JCF – Esse contato com as empresas é importante para conhecermos situações reais e delimitarmos o escopo do que podemos fazer. Se uma empresa apresenta um determinado problema, o aluno terá a possibilidade de resolvê-lo no tempo da pós-graduação. Muitas vezes, acabamos fazendo uma proposta teórica para que as empresas possam avaliar, dizer se está bom ou não, e estabelecer uma possível implementação.
MF – E de que forma as pesquisas feitas na academia podem contribuir?
JCF – É uma troca. Muitos alunos vêm para academia já com alguma experiência industrial. Aqui, aprendem muitas coisas que podem levar como sugestões para a aplicação em suas empresas. Agora, há muitos alunos que tem experiência industrial em grandes empresas, mas a maioria dos alunos que tem passado por mim tem vindo da indústria para ficar na academia. O interessante é que o mercado está aquecido, as indústrias estão contratando, mas muitos alunos têm interesse em se tornar acadêmicos e pesquisadores.

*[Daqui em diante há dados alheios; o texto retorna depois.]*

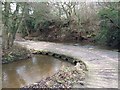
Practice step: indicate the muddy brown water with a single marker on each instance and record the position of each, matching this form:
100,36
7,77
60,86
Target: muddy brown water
25,72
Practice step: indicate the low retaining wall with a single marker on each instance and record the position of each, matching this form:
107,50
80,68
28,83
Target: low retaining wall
70,59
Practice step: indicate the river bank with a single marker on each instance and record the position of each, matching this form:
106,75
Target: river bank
14,54
67,77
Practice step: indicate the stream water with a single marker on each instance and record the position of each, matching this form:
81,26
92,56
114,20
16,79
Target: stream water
25,72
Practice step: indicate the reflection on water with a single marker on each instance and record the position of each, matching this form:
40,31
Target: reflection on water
21,73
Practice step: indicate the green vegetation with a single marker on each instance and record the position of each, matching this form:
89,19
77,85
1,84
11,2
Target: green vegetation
109,26
61,22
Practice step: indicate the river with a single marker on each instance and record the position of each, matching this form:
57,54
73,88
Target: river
25,72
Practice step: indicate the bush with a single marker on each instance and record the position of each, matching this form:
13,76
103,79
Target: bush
109,26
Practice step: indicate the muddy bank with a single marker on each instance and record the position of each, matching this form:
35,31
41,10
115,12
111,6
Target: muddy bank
67,77
14,54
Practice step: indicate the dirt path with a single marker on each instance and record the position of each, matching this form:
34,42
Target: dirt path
102,64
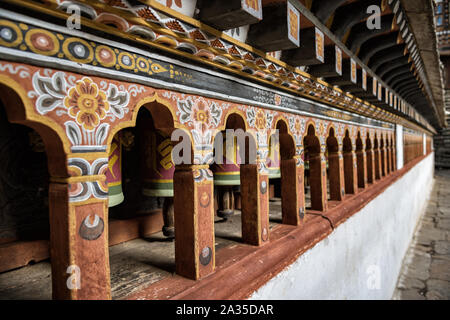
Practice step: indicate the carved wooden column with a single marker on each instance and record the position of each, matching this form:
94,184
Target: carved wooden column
377,164
336,175
394,159
79,230
255,203
361,161
292,190
383,156
194,221
387,150
370,160
351,174
318,181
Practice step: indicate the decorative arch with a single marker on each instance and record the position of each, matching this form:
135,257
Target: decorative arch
19,109
317,169
361,161
335,167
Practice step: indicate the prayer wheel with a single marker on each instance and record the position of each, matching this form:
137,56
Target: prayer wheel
273,161
157,171
227,178
114,172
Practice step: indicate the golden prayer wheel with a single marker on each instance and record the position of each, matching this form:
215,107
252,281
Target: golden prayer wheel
227,178
273,161
114,173
157,171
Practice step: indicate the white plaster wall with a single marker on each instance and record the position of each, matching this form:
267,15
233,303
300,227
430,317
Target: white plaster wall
362,258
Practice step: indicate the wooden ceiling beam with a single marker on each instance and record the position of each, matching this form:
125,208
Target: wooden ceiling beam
230,14
279,30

MF – Na visão do senhor, quais são as tendências na pesquisa dentro da manufatura e do meio ambiente?
JCF – É difícil falar em um âmbito geral. Dentro da minha área de manufatura digital vamos tentar monitorar a produção via internet. Antes só mandávamos o arquivo para usinagem local, geralmente aqui de Florianópolis, e para os pesquisadores do Grupo de Inovação em Automação Industrial da Universidade de Brasília (UnB). Outra pesquisa consiste no uso do “Step NC”. Trata de um padrão internacional que busca substituir o código G e tenta aumentar o nível do comando numérico, para que a máquina não avalie apenas a ferramenta que esta utilizando, mas também a superfície que está sendo usinada. Já há artigos sobre o assunto publicados não só por mim, como por vários outros pesquisadores.

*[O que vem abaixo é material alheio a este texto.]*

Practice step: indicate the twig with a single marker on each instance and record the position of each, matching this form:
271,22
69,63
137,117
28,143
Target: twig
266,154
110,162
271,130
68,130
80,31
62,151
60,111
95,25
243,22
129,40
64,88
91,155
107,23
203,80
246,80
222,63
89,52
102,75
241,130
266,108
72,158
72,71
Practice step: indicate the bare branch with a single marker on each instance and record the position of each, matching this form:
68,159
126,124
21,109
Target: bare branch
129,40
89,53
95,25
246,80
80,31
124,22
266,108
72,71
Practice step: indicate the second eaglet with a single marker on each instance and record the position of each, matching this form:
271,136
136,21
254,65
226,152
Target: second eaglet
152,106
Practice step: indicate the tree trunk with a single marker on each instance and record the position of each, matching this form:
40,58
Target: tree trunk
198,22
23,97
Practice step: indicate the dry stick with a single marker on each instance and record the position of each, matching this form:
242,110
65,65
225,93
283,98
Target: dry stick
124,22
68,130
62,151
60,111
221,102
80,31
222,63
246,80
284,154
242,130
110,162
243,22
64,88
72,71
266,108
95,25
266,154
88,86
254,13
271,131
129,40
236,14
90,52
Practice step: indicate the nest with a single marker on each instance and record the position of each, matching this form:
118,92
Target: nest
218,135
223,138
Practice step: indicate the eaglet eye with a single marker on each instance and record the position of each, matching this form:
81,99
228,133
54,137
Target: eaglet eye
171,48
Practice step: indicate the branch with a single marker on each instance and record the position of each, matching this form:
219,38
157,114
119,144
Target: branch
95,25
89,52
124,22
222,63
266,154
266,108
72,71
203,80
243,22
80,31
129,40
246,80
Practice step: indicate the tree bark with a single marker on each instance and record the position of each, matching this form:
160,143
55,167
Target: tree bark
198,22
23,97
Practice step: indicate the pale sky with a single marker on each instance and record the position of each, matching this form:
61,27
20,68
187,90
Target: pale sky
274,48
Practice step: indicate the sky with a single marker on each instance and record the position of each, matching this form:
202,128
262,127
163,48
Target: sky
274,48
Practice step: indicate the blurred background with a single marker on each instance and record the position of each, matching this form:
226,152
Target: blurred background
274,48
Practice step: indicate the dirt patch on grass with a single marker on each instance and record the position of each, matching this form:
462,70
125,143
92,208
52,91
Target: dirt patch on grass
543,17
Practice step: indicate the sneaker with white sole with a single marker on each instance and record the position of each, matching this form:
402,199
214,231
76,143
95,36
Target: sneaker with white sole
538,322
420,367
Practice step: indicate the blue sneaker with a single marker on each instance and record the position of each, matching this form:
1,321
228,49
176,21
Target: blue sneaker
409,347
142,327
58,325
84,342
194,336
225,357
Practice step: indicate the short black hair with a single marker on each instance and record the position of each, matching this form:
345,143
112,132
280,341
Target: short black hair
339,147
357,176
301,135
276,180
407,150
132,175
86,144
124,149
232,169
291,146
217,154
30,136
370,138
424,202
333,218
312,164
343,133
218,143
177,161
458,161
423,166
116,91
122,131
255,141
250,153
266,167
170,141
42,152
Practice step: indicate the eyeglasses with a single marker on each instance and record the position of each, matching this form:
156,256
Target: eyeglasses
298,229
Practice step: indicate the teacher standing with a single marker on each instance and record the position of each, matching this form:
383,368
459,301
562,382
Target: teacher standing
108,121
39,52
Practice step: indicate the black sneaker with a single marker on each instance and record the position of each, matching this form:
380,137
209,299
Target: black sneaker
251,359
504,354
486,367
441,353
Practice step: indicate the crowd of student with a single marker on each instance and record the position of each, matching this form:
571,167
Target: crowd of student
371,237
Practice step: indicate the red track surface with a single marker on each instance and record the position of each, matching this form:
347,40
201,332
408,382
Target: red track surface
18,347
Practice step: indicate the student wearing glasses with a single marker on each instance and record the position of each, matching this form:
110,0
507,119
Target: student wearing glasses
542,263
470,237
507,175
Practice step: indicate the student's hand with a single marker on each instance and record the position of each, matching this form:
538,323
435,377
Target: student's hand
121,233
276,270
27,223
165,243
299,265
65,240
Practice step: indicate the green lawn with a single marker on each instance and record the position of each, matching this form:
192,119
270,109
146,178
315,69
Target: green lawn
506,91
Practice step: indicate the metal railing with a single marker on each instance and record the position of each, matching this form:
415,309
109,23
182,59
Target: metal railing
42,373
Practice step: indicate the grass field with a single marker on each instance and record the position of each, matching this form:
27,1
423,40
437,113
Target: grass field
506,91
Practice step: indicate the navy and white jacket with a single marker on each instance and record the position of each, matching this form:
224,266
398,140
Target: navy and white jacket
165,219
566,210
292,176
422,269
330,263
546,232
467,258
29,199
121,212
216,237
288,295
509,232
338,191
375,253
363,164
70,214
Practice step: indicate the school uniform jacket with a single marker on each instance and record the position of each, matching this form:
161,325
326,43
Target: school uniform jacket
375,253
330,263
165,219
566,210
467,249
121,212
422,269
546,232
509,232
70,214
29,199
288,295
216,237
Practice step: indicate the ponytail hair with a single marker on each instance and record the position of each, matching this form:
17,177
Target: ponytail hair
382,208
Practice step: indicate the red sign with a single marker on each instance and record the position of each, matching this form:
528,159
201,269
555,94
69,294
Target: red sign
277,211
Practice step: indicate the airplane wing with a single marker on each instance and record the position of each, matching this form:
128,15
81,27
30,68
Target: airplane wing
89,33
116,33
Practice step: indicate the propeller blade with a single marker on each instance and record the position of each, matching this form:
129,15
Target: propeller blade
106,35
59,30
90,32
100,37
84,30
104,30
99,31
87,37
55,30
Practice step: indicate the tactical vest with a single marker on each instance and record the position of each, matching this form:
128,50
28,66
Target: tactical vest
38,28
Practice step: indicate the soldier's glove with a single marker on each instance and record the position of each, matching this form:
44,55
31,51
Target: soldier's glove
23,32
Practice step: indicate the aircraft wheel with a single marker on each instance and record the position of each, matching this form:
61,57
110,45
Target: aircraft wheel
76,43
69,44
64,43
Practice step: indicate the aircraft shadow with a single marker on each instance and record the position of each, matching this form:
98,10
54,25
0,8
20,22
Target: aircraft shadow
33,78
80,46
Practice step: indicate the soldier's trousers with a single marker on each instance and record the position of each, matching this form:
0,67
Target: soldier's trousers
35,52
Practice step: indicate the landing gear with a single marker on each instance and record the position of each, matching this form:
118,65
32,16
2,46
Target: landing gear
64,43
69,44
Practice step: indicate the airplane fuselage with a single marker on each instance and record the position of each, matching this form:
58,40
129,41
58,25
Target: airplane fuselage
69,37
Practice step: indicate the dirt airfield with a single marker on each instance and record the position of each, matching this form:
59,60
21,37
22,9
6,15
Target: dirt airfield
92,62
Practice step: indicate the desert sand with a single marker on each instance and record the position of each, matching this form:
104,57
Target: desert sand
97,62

Na área ambiental, tenho atraído muitos alunos, mas acho que estou começando tarde. Contudo, se a gente conseguir fazer com que um grãozinho de areia ajude o meio ambiente já será bom. Tenho linhas de pesquisa anteriores, mas a média de alunos de pós-graduação que estavam se interessando não era tão grande. Agora a procura está aumentando bastante e eu já estou pensando em não aceitar mais alunos. Claro, os bons alunos sempre serão aceitos. A manufatura enxuta, o lean manufacturing e a manufatura sustentável, principalmente essa, têm atraído muitos alunos.
Quando a pesquisa implica no uso de algum material mais nobre, extrair o material virgem é muito caro, você precisa investir muito dinheiro e também muito tempo. Em vez de ir nessa direção, creio que as empresas devam tentar reutilizar esse tipo de material dentro de toda a cadeia de suprimentos. É muito mais barato reutilizar do que extrair tudo o que se necessita.

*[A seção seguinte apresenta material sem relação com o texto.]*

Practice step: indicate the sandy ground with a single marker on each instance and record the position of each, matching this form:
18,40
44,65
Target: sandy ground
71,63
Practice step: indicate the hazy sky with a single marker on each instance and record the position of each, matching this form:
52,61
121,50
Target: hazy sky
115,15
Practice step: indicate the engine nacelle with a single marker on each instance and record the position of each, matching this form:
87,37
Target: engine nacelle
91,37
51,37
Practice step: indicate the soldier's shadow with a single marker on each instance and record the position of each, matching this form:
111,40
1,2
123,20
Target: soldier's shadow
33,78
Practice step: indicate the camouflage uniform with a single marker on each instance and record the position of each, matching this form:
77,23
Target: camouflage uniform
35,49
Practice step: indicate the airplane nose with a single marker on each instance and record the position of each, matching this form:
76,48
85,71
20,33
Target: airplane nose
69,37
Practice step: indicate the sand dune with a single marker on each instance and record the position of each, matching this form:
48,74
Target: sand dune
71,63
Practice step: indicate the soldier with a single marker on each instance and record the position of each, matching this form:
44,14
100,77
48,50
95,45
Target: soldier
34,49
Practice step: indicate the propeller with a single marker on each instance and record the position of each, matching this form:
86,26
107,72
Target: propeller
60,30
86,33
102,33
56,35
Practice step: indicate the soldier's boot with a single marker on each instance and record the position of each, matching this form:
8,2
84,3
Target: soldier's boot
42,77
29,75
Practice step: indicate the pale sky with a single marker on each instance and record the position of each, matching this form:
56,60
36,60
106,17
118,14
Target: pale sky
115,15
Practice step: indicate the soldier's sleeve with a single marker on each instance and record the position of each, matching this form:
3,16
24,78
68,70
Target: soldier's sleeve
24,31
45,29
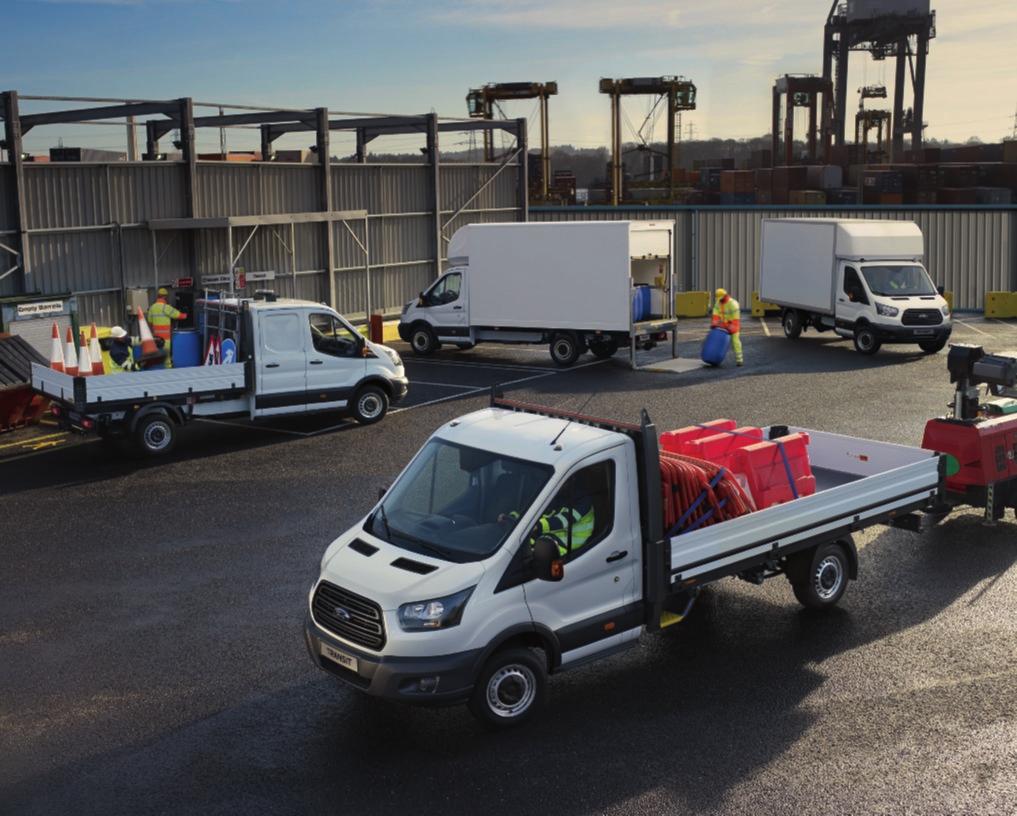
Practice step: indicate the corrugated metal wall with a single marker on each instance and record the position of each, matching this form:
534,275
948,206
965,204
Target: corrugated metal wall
968,251
88,233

MF – O senhor esteve na Inglaterra durante o doutorado, depois foi aos Estados Unidos para o pós-doutorado e também atuou como professor visitante. Qual a diferença do ensino da engenharia nos Estados Unidos, Inglaterra e Brasil?
JCF – Eu estive na Inglaterra no final da década de 80 durante o meu doutorado. Naquela época, todos os equipamentos eram muito caros, inclusive os computadores. Pude contar com uma estrutura muito boa na Europa. O doutorado na Inglaterra não exige que você faça disciplinas, você tem três anos e meio totalmente dedicados à pesquisa para apresentar algo totalmente inovador. Claro que você pode fazer disciplinas como ouvinte, como eu cheguei a fazer, mas não é algo obrigatório. Já nos Estados Unidos e no Brasil, a carga de disciplinas é muito maior. Nos EUA, durante dois anos você cumpre apenas a carga horária de matérias, então o tempo de pesquisa é muito menor. Hoje, o custo dos equipamentos diminuiu muito e já não há tanta diferença entre a estrutura de laboratórios aqui da UFSC, por exemplo, em relação a esses países.
No quesito ambiental, a Europa, como um todo, está mais avançada na exigência de produtos ambientalmente corretos, muito mais do que no Brasil e nos Estados Unidos. Com exceção do estado da Califórnia, não há muito esforço para mudar os padrões de consumo.